Geçmişte Bursa’da ipekçilik yapan birkaç kişinin yönlendirmesiyle ülkemizde yumurta üretiminde tek yetkili merkez olan KOZBİRLİK emekçisi, Ziraat Mühendisi Caner İlik ile tanıştım. Caner İlik ve sayıları ipek böceğinin yaşam evresine göre değişiklik gösteren ekibinin özverili, sevecen, içtenlikli çalışmaları ve yardımseverlikleri beni fotoğraf projemde daha da kamçıladı. Bana olağanüstü düzeyde yardımcı oldular bu çalışmamda. Yetiştirdikleri çeşitli yaşam evrelerindeki ipek böceklerinden örnekler vererek onları eşimle evimizin bir odasında beslememizi sağladılar. Onlarla tül perdelerimize kozalarını örmeye değin varan çok sıcak ilişkilerimiz oldu paylaştığımız ev yaşamında. Böylece 6-8 haftalık yaşam süreçlerinde kısa zaman aralıklı pek çok değişim gösterdikleri için hekimlik işimin yoğunluğuna karşın her evrelerini fotoğraflayabildim. Gerektiğinde ipek böceklerimi iş ve ev arasında yanımda taşıdım. Makro fotoğrafların çoğunu bu şekilde çekebildim. Çalışmamın ana iskeletini bana sağladıkları bu olanaklar oluşturdu. Aynı çevrede fotoğraf projesine değişik derecelerde katkıları olan görevliler ile tanıştım. İpek böceğiyle uzaktan yakından ilişkisi olmuş her birinin özgün öyküleri olan çok sayıda insan oluştu çevremde. Çalışmam 2 yıl sürdü. Ana çalışmamı 1. yılda, eksiklerimi de 2. yılda tamamladım. Büyükşehir Belediyesi’nin destekleriyle ‘İpek Böceğinin Yaşam Öyküsü’ isimli bu konudaki ilk sergimi açtım.
Bu sergiyi halk eğitiminde ve ipek böcekçiliği konusundaki tanıtım çalışmalarında kullanılmak amacıyla Büyükşehir Belediyesi Kültür ve Turizm Müdürlüğü’ne armağan ettim. Bursa’da ilk kez düzenlenen uluslararası “İpekyolu” ve “Tarihi-Termal Kentler” etkinliklerinde yeniden açılan sergi yabancı konuklar tarafından çok ilgi gördü.

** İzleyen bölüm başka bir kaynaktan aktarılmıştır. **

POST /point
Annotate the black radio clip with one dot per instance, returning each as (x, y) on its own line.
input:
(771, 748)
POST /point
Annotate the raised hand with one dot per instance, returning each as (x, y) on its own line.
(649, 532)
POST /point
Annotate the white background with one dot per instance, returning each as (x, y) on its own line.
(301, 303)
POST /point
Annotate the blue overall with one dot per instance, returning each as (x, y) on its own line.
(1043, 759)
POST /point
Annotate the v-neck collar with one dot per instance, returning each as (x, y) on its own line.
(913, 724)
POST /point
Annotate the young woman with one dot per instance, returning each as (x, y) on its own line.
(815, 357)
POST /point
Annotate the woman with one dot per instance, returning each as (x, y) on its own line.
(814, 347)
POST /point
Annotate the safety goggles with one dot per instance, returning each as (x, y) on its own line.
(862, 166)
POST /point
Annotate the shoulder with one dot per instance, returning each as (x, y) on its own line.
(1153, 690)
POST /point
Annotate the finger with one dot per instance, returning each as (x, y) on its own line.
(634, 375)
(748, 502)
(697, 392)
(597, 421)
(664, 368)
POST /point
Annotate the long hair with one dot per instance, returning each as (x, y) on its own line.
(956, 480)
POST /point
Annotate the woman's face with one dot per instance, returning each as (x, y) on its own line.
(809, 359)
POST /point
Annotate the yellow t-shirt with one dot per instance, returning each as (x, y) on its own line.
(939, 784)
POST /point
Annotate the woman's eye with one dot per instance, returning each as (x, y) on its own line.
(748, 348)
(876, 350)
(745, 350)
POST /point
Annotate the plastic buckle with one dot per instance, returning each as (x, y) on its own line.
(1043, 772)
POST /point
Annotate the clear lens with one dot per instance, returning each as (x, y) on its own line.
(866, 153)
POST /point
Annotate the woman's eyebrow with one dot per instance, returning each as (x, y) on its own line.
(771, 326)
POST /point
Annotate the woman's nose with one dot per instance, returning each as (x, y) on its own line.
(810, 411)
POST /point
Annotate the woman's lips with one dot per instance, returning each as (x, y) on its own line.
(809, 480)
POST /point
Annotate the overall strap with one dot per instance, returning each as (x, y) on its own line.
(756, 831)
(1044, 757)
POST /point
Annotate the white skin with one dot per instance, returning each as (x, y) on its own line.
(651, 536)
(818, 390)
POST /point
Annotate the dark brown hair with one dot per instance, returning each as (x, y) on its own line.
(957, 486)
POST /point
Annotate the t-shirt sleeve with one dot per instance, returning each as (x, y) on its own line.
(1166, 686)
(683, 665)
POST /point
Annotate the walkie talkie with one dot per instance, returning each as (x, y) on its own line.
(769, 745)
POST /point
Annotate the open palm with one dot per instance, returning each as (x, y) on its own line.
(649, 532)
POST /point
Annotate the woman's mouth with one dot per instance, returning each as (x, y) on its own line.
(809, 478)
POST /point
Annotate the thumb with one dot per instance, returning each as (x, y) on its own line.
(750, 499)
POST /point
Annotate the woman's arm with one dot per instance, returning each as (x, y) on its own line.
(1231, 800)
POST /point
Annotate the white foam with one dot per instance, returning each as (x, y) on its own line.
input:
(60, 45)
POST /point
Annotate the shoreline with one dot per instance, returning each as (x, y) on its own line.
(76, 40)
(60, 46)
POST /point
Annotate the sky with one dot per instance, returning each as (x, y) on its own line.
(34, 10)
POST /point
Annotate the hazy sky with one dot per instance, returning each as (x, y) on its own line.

Bu süreçte farklı mekanlarda ipek böceği konulu sergiler açmayı sürdürdüm. Dergilere yazılar yazdım. Televizyon ve salon söyleşileri yaptım. Bir çeşit ‘’ipek böceği misyoneri’’ gibi çalıştım. Bu konuda bilgi ve deneyim olarak olgunlaşmak beni kalıcı bir iz bırakmaya yönlendirdi. Bu olgu kitabın doğuşunu gündeme getirdi. Sıra bu öykünün kitaplaşmasına geldiğinde Büyükşehir Belediyesi’nin ilgili bölümleri ile birlikte çalışarak kitap basım aşamasına getirildi. İpek böceğinin uluslararası özelliği nedeniyle aynı kitap içerisindeki metinler Türkçe ve İngilizce olarak düzenlendi. Tüm bu çabaların sonunda kitap basılarak okuyucusu ile buluştu.
“İpek Böceğinin Yaşam Öyküsü” kitabı tarihçe, biyolojik yaşam döngüsü, ipeğin endüstriyel süreci ve dut yaprağından ipeğe giden yolun öyküsü olarak dört bölümden oluşmaktadır. Tüm bu öykü ipekböceği, dut yaprağı ve yazarın kendi dilinden dönüşümlü olarak anlatılmaktadır. Kitabın oluşmasındaki sürecin her aşamasında katkıda bulunan, yardımcı olan ve Bursa kent kültüründe ipek böceğinin yeniden anımsanmasına güç veren herkese sonsuz derecede teşekkürlerimi sunuyorum. Ellerine, gözlerine ve yüreklerine sağlık diliyorum. Yaşamları, ipekböceği kadar üretken ve ipek kadar değerli olsun!